The Commission of Inquiry on War Crimes led by Québec Court of Appeal Justice Jules Deschenes in 1985 identified some 200 unnamed suspects in its public report, confirmed by Blacklock’s Reporter.

A follow up report in 1986 identified 20 accused Nazis with recommendations on prosecution, but it remains redacted under the Access To Information Act. It also details how they got into Canada postwar.

When asked by a reporter if the government will reopen the Deschenes report, Attorney General Arif Virani gave a non-answer, stating there is a “process” to follow in Canada.

“Do you support reopening the Deschenes report?” asked a reporter.

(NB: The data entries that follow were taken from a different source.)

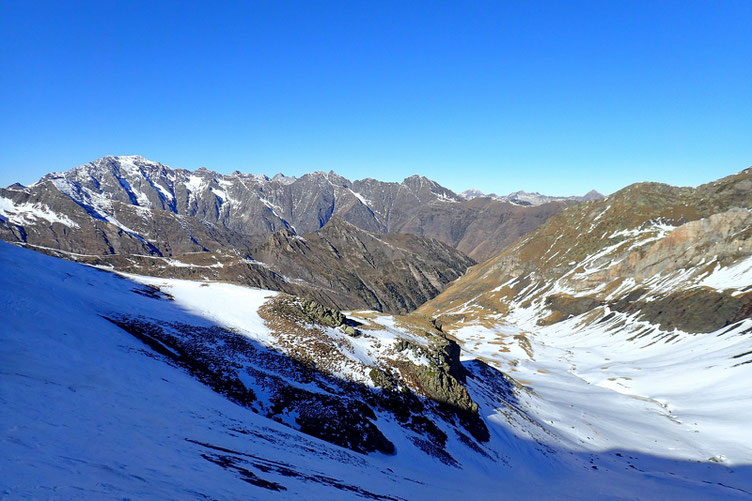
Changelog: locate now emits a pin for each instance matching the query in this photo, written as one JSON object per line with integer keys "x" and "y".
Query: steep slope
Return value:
{"x": 480, "y": 227}
{"x": 646, "y": 242}
{"x": 527, "y": 198}
{"x": 119, "y": 198}
{"x": 117, "y": 387}
{"x": 394, "y": 273}
{"x": 639, "y": 299}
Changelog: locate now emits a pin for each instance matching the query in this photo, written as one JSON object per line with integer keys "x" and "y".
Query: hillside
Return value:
{"x": 148, "y": 387}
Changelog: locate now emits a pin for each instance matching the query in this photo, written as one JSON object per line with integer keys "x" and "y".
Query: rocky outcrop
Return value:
{"x": 650, "y": 251}
{"x": 172, "y": 211}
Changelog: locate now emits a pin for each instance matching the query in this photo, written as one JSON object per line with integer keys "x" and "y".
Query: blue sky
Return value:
{"x": 557, "y": 97}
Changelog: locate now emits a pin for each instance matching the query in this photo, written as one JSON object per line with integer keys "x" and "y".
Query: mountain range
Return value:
{"x": 596, "y": 349}
{"x": 319, "y": 235}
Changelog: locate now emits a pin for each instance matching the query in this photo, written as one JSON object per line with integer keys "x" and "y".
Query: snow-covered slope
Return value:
{"x": 90, "y": 410}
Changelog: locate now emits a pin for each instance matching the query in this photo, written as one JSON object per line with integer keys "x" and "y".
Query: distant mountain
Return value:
{"x": 594, "y": 255}
{"x": 135, "y": 214}
{"x": 526, "y": 198}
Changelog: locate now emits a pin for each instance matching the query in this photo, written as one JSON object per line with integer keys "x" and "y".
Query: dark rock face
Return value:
{"x": 394, "y": 273}
{"x": 644, "y": 251}
{"x": 110, "y": 188}
{"x": 364, "y": 244}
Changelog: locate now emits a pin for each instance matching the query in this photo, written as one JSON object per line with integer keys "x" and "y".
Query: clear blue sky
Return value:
{"x": 557, "y": 97}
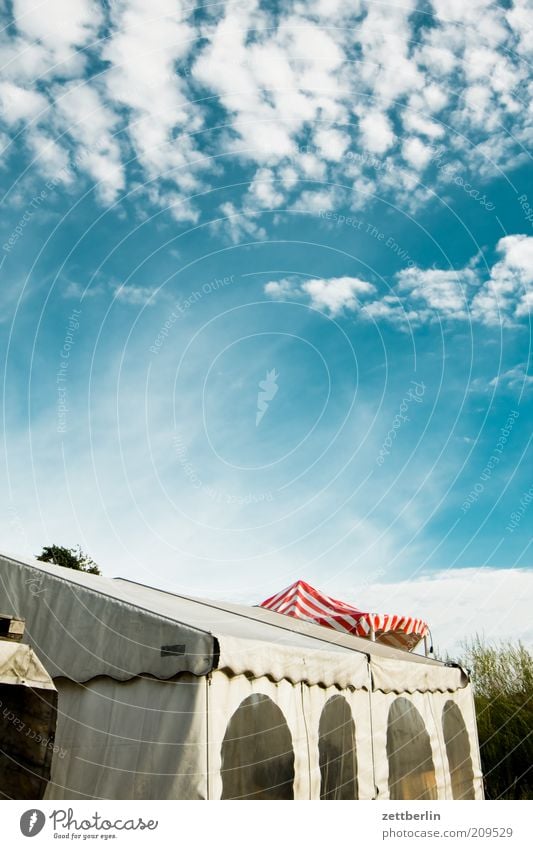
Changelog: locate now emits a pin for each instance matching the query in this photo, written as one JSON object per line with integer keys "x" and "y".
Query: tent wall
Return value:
{"x": 401, "y": 727}
{"x": 139, "y": 739}
{"x": 278, "y": 740}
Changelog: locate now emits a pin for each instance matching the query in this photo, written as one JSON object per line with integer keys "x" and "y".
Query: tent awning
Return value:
{"x": 303, "y": 601}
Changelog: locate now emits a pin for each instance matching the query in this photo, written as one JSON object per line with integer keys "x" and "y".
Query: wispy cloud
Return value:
{"x": 432, "y": 294}
{"x": 279, "y": 82}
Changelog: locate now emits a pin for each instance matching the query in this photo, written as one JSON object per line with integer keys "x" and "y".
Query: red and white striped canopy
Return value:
{"x": 304, "y": 602}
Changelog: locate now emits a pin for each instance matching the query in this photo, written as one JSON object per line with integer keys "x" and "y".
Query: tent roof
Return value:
{"x": 85, "y": 625}
{"x": 302, "y": 601}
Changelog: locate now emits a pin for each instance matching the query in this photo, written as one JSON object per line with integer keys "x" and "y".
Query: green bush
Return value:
{"x": 70, "y": 558}
{"x": 502, "y": 677}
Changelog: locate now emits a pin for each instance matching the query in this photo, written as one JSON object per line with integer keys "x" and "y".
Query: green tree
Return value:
{"x": 71, "y": 558}
{"x": 502, "y": 678}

Virani replied: “I will always support ensuring people who have perpetrated war crimes […] are brought to justice.”

B’nai B'rith — a Jewish human rights organization —  pressured the federal government to publish the secret list in a February 14 submission to the Commons ethics committee, but to no avail, reported Blacklock’s Reporter.

“Canadians deserve to know how and why Nazi war criminals were able to settle in this country,” they wrote, condemning the “deliberate inaction” of the federal government for “intentionally harbouring known Nazi war criminals.”

David Matas, counsel for B’nai B'rith, said his clients tirelessly pushed for the release of RCMP and Department of Justice files on alleged Nazi war criminals in Canada. 

On September 29, B’nai B'rith and 18 other organizations including Friends of Simon Wiesenthal again asked the federal government for the unredacted historical records.

“We’ve run up against a brick wall,” he told the Ottawa Citizen of their attempts to retrieve the blacklisted files.

Immigration Minister Marc Miller also did not commit to releasing the report, stating he is not privy to its contents. “It is secret so I don’t know what’s in it either,” he added.

“I understand there are many groups, including leading Jewish advocacy groups, that are demanding the release of those names,” Miller told reporters. 

“Canada has a really dark history with Nazis,” he said. “There was a point in our history where it was easier to get in as a Nazi than it was as a Jewish person. I think that’s a history we have to reconcile.”

As of writing, Canada has yet to have a successful prosecution of Nazis over war crime charges. 

According to Blacklock’s Reporter, several prosecutions took place against Nazis residing in Canada following the Deschenes report — but they all ended in acquittals or stays due to insufficient evidence or the poor health of defendants.

They include Michael Pawlowski, a carpenter accused of killing 410 Jews in Belarus in 1942, and Stephen Reistetter, an autoworker charged with participating in Slovakian Holocaust transports that year. 

Radislav Grujicic, a Windsor bookseller, also faced accusations of murdering Jews as a Belgrade policeman in 1943.

Toronto restaurateur Imre Finta, received an acquittal on charges that he transported 8,617 Jews to concentration camps as a Hungarian police captain in 1944. The Supreme Court upheld his acquittal, stating the “defence of obedience to superior orders” is permissible in prosecutions for war crimes. Finta died in 2003 at 91.

In 2017, Justice Canada said it tried for more than two decades to deport Helmut Oberlander, a Kitchener contractor who served in an Eastern European death squad as an interpreter. He died in 2021 at 97.